The latter is better if you have cold data that may become hot again... but it's confusing if you have a workload such that you can't keep up with all compaction, but you can keep up with hot sstable. (Compaction backlog stat becomes useless since we fall increasingly behind.)
The pending compactions stat is already pretty wonky, so I'm not sure we should prioritize keeping that sane.
Option 1 (don't compact cold sstables) seems dangerous as a first step compared to option 2, especially because it's hard to decide what is "cold". Prioritizing compaction of hotter sstables seems like the better first step.

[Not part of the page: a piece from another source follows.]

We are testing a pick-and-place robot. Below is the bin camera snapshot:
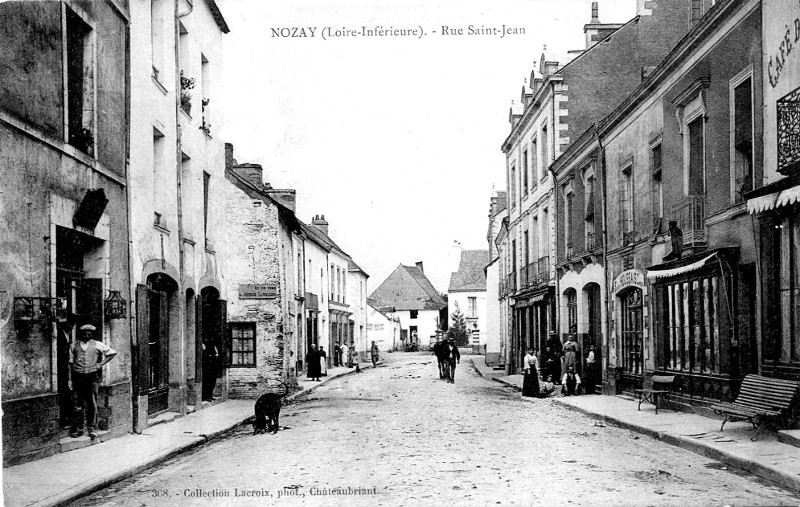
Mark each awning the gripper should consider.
[647,252,717,278]
[747,185,800,214]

When comparing hotness of sstables, I think a good measure is avg_reads_per_sec / number_of_keys rather than just avg_reads_per_sec so that large sstables aren't over-weighted. When I mention the hotness of a bucket of sstables below, I'm talking about the sum of the hotness measure across the individual sstables.

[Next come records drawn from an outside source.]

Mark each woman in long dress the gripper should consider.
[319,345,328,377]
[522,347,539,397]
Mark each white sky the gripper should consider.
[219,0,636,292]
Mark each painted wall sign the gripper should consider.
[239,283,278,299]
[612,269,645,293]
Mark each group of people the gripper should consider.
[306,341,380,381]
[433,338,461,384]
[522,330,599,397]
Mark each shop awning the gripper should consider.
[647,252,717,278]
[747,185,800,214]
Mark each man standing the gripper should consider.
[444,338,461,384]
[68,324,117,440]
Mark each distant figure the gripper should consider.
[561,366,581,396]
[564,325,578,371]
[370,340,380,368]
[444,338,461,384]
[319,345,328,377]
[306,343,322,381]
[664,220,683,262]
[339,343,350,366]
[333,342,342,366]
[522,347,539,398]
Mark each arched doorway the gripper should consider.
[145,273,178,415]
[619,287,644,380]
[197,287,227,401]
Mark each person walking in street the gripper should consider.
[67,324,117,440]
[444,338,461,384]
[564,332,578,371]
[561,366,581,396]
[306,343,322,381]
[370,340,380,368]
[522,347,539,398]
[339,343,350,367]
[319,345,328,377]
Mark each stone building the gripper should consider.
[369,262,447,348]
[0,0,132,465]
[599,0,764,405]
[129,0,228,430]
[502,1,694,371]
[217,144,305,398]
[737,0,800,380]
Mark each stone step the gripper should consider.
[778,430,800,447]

For prioritizing compaction of hotter sstables, it seems like there are a few levels this can operate at:
- Picking sstable members for compaction buckets
- Picking the most "interesting" bucket to submit to the compaction executor (currently the smallest sstables are considered the most interesting)

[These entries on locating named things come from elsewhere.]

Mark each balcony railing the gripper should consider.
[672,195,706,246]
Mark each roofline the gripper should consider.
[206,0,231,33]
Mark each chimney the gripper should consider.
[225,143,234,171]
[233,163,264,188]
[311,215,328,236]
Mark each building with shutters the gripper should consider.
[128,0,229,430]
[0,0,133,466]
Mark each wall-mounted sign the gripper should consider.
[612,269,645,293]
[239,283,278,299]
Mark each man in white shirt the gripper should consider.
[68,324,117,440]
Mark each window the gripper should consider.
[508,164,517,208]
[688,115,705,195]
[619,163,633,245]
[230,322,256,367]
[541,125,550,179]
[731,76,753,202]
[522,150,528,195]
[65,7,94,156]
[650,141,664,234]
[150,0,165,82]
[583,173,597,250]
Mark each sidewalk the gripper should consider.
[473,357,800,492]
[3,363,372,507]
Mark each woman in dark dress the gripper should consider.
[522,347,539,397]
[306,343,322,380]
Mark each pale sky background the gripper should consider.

- At the compaction executor level, prioritizing tasks in the queue (the queue is not currently prioritized)
(1) seems like the most difficult point to make good decisions at. I can imagine a scheme like dropping members that are below 2 * stdev of the mean hotness for the bucket working decently, but some of the efficiency of compacting many sstables at once is lost, and some of the drops would be poor when there is little variance among the sstables.
(2) would probably work well by itself, although, as discussed below, sstable overlap is a better measure than hotness for this.
(3) requires (2) to be somewhat fair. Each table submits its hottest buckets for compaction, and the executor prioritizes the hottest buckets in the queue (regardless of which table they came from). There is a potential for starvation among colder tables when compaction falls behind, but that may be mitigated by a few things:
- If the compaction of the hotter sstables is very effective at merging rows, the hotness of future buckets for that table should be lower. Since the hotness of a bucket is the sum of its members, if four totally overlapping sstables are merged into one sstable, the hotness of the new sstable should be 1/4 of the hotness of the previous bucket. I'll point out that tracking how much overlap there is among sstables would be a much better measure than hotness for picking which compactions to prioritize; in the worst case here (no overlap), the hotness of the newly compacted sstable could be the same as the bucket it came from.
- If we were willing to discard cold items in the queue when hotter items came in and the queue was full, colder tables would eventually submit new tasks with more sstables in them (thus having greater hotness).
While I'm thinking about it, do we have any tickets or features in place to track sstable overlap (beyond average number of sstables hit per read at the table level)?